Session hijacking is when an attacker steals a session cookie or auth token and uses it to act as the user. Always-logged-in apps (phone apps, Outlook, social apps) often use refresh tokens that keep access alive until you revoke sessions.
If an attacker can run JavaScript inside your site (unsafe HTML rendering, vulnerable input, compromised scripts), they can steal tokens in JS storage or perform actions as the user.
If your site allows HTTP or mixed content, cookies/tokens can leak on unsafe networks or via downgrade tricks.
Malicious downloads/extensions/apps often steal sessions/tokens, leading to account takeover.
Duo Mobile is a multi-factor authentication (MFA) app used by businesses (VPN, Microsoft 365/SSO, admin portals, etc.).
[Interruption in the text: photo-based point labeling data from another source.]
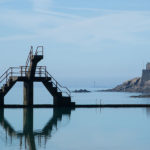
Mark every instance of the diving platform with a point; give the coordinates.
(31, 73)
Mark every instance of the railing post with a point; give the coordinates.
(11, 72)
(40, 71)
(45, 73)
(21, 71)
(6, 76)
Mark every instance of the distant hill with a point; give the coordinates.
(139, 84)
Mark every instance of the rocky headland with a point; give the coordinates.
(138, 84)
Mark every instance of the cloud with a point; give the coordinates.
(118, 26)
(42, 4)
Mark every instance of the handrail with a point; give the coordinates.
(41, 71)
(57, 84)
(29, 57)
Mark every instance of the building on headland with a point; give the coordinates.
(145, 74)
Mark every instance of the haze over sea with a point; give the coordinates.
(88, 44)
(102, 128)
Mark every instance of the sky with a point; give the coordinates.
(101, 41)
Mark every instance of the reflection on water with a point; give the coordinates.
(28, 135)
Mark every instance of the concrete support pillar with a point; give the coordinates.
(1, 100)
(28, 93)
(28, 128)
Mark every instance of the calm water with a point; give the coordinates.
(59, 129)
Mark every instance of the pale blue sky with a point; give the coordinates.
(107, 41)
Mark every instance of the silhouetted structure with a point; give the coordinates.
(32, 73)
(28, 135)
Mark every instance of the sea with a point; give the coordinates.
(75, 129)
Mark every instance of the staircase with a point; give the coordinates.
(32, 73)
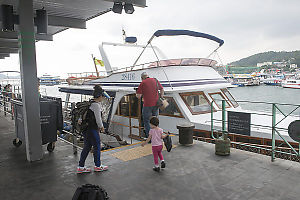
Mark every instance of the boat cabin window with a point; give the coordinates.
(230, 97)
(86, 97)
(197, 102)
(128, 106)
(172, 110)
(217, 98)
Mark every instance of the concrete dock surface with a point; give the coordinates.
(193, 172)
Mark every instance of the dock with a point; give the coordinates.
(192, 172)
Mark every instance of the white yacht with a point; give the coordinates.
(192, 87)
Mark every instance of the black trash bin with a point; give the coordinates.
(186, 133)
(51, 121)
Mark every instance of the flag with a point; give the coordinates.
(98, 62)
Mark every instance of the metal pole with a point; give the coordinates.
(273, 131)
(74, 137)
(30, 94)
(224, 120)
(211, 120)
(95, 65)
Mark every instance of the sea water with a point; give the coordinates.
(268, 94)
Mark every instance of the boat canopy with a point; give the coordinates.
(169, 32)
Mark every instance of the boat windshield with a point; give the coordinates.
(172, 62)
(197, 102)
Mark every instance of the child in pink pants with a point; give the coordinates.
(156, 135)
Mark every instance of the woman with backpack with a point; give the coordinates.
(91, 135)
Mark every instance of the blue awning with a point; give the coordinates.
(189, 33)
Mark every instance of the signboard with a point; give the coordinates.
(239, 122)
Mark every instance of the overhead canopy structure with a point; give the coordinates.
(23, 23)
(61, 14)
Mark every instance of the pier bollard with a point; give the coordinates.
(186, 134)
(222, 147)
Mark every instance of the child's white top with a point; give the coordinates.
(156, 134)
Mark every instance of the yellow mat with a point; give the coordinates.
(135, 153)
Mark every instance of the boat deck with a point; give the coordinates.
(193, 172)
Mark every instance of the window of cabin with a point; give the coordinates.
(172, 109)
(230, 97)
(217, 98)
(128, 106)
(197, 102)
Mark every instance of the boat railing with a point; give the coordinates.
(277, 146)
(169, 62)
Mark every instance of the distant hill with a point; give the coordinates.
(270, 56)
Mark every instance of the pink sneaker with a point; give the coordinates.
(101, 168)
(81, 170)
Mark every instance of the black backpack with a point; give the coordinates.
(80, 112)
(90, 192)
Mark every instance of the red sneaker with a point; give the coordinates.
(81, 170)
(101, 168)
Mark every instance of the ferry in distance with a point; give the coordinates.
(49, 80)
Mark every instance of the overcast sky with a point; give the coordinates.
(247, 27)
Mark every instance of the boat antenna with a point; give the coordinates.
(97, 72)
(161, 67)
(215, 51)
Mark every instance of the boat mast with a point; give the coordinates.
(95, 65)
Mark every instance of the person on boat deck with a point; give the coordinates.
(148, 88)
(91, 135)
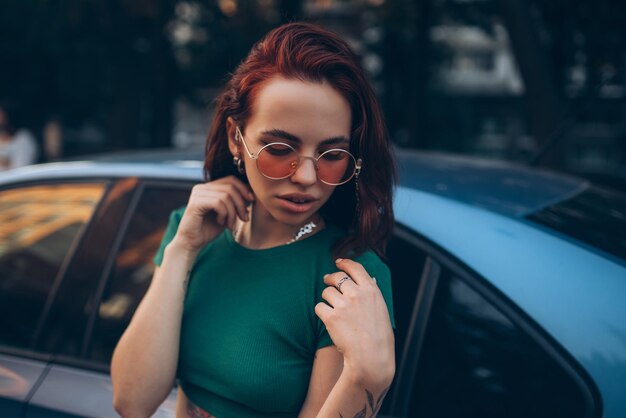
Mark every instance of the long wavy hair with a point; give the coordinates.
(306, 52)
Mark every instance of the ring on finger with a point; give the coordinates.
(340, 282)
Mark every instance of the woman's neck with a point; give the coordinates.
(263, 231)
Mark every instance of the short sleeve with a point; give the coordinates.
(170, 232)
(376, 268)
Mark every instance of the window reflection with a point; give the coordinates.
(476, 362)
(133, 267)
(38, 225)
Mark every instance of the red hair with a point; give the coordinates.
(307, 52)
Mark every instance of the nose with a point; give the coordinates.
(305, 174)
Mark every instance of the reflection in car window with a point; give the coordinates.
(133, 267)
(596, 217)
(475, 362)
(37, 227)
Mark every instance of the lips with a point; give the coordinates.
(297, 202)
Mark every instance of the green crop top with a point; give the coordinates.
(249, 331)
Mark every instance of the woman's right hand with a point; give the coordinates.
(212, 207)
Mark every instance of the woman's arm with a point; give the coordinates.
(143, 368)
(144, 362)
(358, 322)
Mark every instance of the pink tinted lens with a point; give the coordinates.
(277, 161)
(335, 166)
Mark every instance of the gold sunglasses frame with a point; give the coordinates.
(357, 161)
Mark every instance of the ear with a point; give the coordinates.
(234, 144)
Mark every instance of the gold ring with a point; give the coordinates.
(340, 282)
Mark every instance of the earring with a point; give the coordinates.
(356, 184)
(238, 162)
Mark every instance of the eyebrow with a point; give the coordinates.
(279, 133)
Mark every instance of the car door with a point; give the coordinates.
(465, 350)
(41, 223)
(78, 382)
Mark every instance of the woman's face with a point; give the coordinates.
(312, 118)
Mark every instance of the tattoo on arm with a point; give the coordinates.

It commonly uses push approvals and/or codes to confirm it’s really you signing in.
For high-value accounts (Google, Microsoft, YouTube, business admin logins), the strongest practical login protection is: Passkeys and/or a hardware security key (FIDO2/WebAuthn).
Apps commonly use short-lived access tokens + long-lived refresh tokens stored on the device. As long as the refresh token stays valid, the app can keep you signed in for weeks/months.
Most logins rely on session cookies (or tokens) to remember that you already authenticated. Blocking cookies can protect privacy, but it can also break sign-in or cause repeated logouts.
If someone stole a session cookie/token or an app refresh token, they may still be logged in even after a password change. The fix is to terminate sessions and remove persistence.